Have you ever felt bossed around?
Try being ill and having to rely on those around you. It suddenly feels like you are 10 again and always in trouble.
I have a great family support system and have had so many nurses, doctors and consultants who look after me and I really am grateful but sometimes it all gets too much and I just crave my independence and a little bit of freedom not only for myself but as a mother.
Everybody thinks they have the answer to your problems and because you are ill they think that they have the right to tell you how to get better.
For years I have trusted and listened to everyone and tried to please all of them, all of the time but I think the intensity of being so ill, getting a little bit better but knowing that we have to go
everything again is just bringing everyone’s stress levels up to maximum and we are all about to explode.
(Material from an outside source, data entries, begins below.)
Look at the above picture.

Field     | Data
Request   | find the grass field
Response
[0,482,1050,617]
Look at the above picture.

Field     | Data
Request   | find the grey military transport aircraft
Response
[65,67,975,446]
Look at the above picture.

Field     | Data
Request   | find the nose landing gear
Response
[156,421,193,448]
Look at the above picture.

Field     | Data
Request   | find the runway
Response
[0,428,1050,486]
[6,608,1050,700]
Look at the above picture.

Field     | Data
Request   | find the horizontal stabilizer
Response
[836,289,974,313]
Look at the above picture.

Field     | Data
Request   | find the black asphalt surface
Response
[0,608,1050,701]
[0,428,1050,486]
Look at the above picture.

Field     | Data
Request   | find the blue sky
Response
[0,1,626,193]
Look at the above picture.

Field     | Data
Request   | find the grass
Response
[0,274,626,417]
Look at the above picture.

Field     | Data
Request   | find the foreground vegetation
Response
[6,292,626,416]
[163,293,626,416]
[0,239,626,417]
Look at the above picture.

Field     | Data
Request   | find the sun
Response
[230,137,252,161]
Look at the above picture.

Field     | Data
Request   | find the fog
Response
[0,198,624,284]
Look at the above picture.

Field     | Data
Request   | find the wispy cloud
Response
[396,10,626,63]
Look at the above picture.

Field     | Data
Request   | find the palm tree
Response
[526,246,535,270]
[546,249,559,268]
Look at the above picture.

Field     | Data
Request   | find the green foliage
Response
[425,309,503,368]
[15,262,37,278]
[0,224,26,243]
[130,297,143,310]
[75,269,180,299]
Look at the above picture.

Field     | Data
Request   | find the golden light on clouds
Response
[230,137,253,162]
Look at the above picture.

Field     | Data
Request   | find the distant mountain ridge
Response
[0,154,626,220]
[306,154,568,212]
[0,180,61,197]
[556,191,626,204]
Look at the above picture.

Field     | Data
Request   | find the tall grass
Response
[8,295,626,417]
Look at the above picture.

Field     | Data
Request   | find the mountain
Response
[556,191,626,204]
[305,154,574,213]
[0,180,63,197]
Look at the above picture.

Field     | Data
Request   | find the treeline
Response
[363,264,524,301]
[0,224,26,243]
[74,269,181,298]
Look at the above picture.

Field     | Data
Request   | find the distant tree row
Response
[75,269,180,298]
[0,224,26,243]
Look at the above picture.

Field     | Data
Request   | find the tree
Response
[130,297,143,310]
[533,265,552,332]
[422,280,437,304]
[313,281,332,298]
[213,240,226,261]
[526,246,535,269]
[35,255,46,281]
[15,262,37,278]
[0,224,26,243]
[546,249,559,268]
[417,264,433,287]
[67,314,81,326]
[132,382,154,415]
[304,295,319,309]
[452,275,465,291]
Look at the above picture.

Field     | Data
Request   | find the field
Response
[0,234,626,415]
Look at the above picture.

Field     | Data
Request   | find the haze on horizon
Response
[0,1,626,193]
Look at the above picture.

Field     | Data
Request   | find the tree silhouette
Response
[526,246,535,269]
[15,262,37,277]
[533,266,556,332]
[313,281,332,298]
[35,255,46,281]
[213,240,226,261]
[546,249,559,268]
I am planning on going away for a night or two in the coming weeks. I know that many people are quite happy in their little world day in, day out but I am not like that.
I feel like a caged animal and if I don’t get a taste of freedom soon I think I shall go mad!
Today I had an appointment with my GP, first thing.
I like her. Although I have been with the practice for over 7 years, I have only just got to know my GP due to circumstance. I have seen the other practitioners and they do have some knowledge of my condition but it being so rare I understand that they sometimes just don’t have the answers and that is why I decided to develop a relationship with my own GP in order to just talk. Even if there are no answers at least she doesn’t talk over me, around me, about me or just TO me.
She listens. She has to. There are only 2 of us in the room and as much as I have tried, it is easier to speak to and be listened to by a woman.
When I first developed a tumour I joined the Epidermoid Brain Tumour support group online and grew some wonderful friendships – I have stolen their motto for today’s blog – KOKO, Keep on Keeping On.
I just want it to hurry along now – I am ready for the challenge that is ahead and although I have my first operation date set for 8th February, I wish it were sooner. In some ways I am scared that the length of time between now and then will give my little superbugs the window of opportunity to make more of a mess, but this was reassured this morning when my GP told me that the new regimen of drugs I am on are the ‘Domestos’ of antibiotics.
In another way I just want to deal with the situation, overcome it and move on with my life. I have managed to lose a couple of kilos already and feel positive about the future – I want that positivity to stay so I just had to remind myself to Keep on Keeping on!